Data is an asset for any organization. Increasing data and concurrent read/write traffic to the data put scalability pressure on traditional databases, and as a result, the latency and throughput are affected. Traditional databases are attractive due to their properties such as range queries, secondary indices, and transactions with the ACID properties.

At some point, a single node-based database is not enough to tackle the load and we might need to distribute the data over many nodes, but still export all the nice properties of relational databases. Though in practice it has proved challenging to provide single-node database-like properties over a distributed database.

One solution is to move data to a NoSQL-like system. However, the historical codebase and its close cohesion with traditional databases make it an expensive problem to tackle.

Organizations might scale traditional databases by using a third-party solution. But often, integrating a third-party solution has its complexities. More importantly, there are abundant opportunities to optimize for the specific problem at hand and get much better performance than a general-purpose solution.
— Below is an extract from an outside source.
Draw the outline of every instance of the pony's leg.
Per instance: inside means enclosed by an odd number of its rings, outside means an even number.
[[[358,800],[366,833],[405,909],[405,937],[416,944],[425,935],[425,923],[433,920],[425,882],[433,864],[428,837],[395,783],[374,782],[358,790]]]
Data partitioning (or sharding) enables us to use multiple nodes where each node manages some part of the whole data. We aim for balanced partitions and balanced read/write load to service increasing query rates and data amount. We discuss different ways to partition data, related challenges, and their solutions in this lesson.

Sharding

For using multiple nodes (to divide load), we need to partition the data by a phenomenon known as partitioning or sharding. In this approach, we split a large dataset into smaller chunks of data stored at different nodes of our network.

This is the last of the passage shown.